I'm trying to ask this question in a way that's answerable, but part of the issue is knowing the implications of my current situation and if there's an issue or technical debt which'll bite me further on.
I've setup a few IPA servers in a master & replicas setup.
server1: dns A record (and fqdn hostname): srv1.mydomain.com
server2: dns A record (and fqdn hostname): srv2.mydomain.com
server3: dns A record (and fqdn hostname): srv3.mydomain.com
the servers have a cname of auth-a, auth-b, auth-c, respectively and use a self signed cert as per a normal IPA install.
This worked fine for months for ssh connections, and sssd and so on. The issue arrived when trying to hook in applications which only allow one ldap server to be specified. There are SRV dns records setup for failover, but in an attempt to get these apps to work i also put in a dns round robin record.

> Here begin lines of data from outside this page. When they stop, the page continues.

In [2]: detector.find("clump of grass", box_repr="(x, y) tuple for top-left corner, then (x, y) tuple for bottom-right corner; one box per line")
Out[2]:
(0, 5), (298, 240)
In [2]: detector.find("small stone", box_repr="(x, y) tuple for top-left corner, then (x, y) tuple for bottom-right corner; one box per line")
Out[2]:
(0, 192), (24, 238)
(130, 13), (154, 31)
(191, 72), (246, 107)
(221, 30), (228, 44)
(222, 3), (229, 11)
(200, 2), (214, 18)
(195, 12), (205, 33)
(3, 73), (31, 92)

The catch is this round robin only works for normal ldap lookups, not ldap ssl. I can make ssl work however if i disable checking on the ssl cert.
So... the questions !
a) realistically, how bad is it to disable checking of the cert on an internal service ? This ldap server is going to be queried from the LAN, always. I believe i'm opened up to a possible MITM attack, but i'm not certain of how worried i need to be of that. I mean, right now my other option is not using ssl, and that's scary sauce. To perform the MITM attack they'd already need be on my network and have control of the DNS, no ? Any advice which could quantify that concern into real terms would be helpful.
b) as i understand it to actually fix this i'd need to give the RR dns entry as a subject alt name on the self signed cert of the server(s). That means re-keying the server, right ? which in the case of IPA means rejoining every client to IPA for the new cert. That's a non-starter i think.

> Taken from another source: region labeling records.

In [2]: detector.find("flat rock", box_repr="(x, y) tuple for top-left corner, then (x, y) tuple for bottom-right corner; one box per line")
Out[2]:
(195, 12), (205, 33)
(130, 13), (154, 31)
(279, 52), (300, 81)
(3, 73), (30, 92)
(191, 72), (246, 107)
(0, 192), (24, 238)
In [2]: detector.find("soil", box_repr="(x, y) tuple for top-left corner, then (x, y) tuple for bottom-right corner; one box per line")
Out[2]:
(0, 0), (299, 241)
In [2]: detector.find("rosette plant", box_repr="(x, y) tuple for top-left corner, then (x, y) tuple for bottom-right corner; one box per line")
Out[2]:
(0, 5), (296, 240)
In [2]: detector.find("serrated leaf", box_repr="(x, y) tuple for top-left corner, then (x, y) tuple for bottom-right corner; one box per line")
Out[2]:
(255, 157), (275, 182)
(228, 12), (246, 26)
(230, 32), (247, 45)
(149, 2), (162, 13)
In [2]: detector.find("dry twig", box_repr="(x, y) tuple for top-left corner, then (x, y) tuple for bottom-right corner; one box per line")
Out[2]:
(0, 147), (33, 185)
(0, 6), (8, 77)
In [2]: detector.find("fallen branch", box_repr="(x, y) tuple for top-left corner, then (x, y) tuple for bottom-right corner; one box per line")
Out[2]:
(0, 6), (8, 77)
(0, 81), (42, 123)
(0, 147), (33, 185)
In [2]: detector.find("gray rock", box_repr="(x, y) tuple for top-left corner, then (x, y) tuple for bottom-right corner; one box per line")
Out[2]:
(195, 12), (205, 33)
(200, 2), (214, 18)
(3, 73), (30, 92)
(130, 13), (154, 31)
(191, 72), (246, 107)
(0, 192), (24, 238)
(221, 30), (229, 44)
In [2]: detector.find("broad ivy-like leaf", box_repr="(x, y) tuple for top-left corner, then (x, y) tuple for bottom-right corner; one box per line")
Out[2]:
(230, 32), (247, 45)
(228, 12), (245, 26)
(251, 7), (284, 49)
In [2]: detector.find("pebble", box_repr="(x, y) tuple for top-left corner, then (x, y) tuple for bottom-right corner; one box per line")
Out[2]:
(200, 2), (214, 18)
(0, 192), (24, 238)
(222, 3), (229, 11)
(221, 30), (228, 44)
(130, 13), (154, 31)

c) given the current situation and outcome of (a) and (b), what would you recommend as the best course of action to allow apps which only allow one ldap server to be specified (and don't use SRV dns records in any way) to fail-over to the other server should one go down, and still allow ldap over ssl giving my certificates ?
You should issue new certificates with subjectAlternitiveNames and point the dns record for that name at a load balancer.

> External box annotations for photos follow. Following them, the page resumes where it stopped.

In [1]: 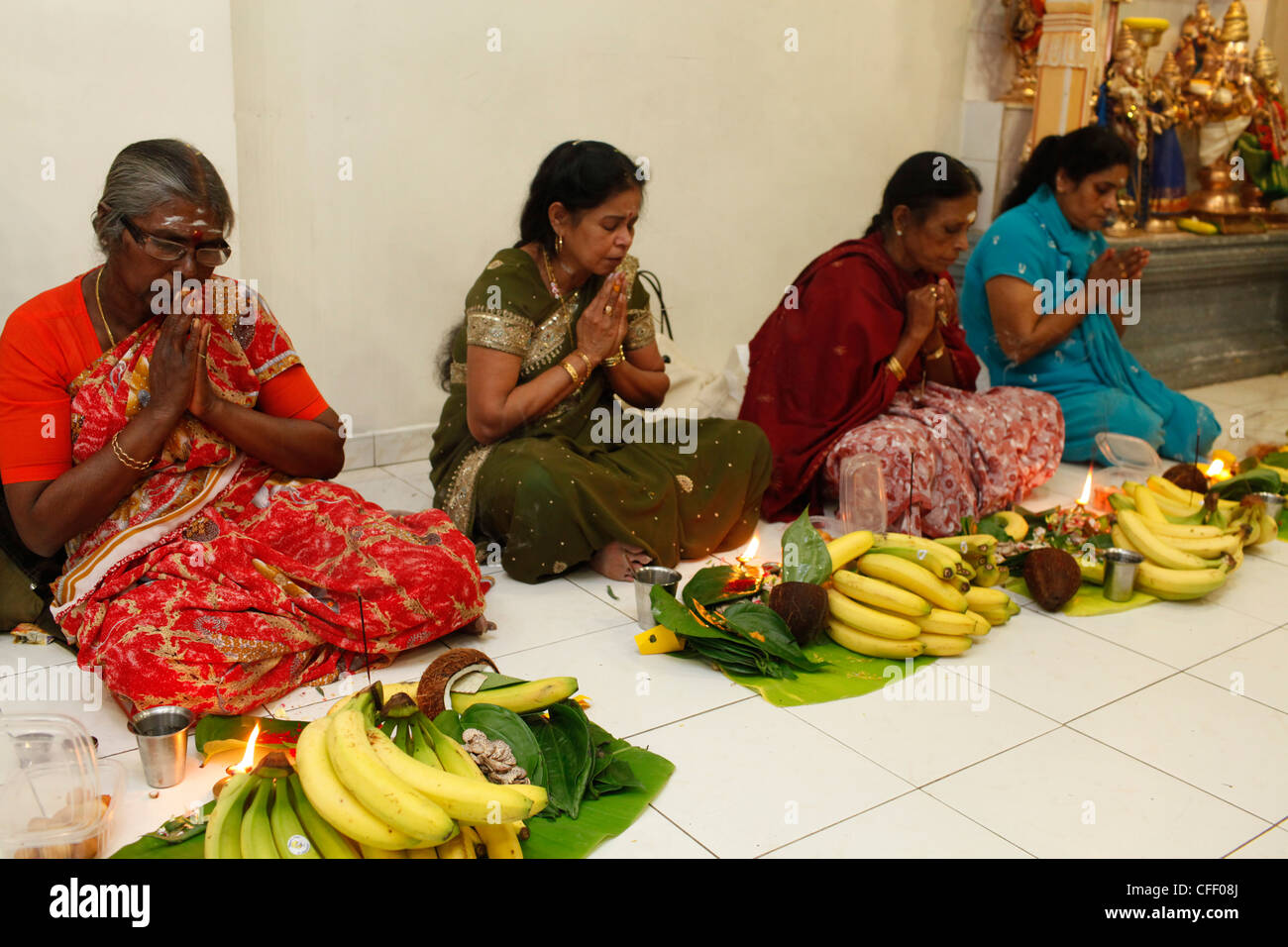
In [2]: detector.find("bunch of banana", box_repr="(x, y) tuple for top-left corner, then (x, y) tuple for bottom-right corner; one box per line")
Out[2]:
(295, 691), (548, 858)
(827, 556), (1014, 659)
(205, 767), (358, 858)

Round robin dns is not necessarily going to give more availability in the case of server failure unless you're pulling the A/AAAA record from dns as the client will randomly try to connect to one of the servers, including the failed one. If the application doesn't attempt to reconnect, or is unlucky and gets the same record enough times in a row that it fails. Adding a load balancer in front adds extra complexity but does mean this possibility is lessened. If you're happy with the round robin for load sharing then I'd look at whether entering a subjectaltname in the certificate would satisfy the clients to ldaps, or failing that a wildcard might be suitable. Preventing man in the middles could also be achieved by running your own internal PKI and deploying this as a trusted CA in your client machines. This has the added advantage of being a central place you can see expiring or expired certificates rather than having to manage this on each host/service that has its own certificate.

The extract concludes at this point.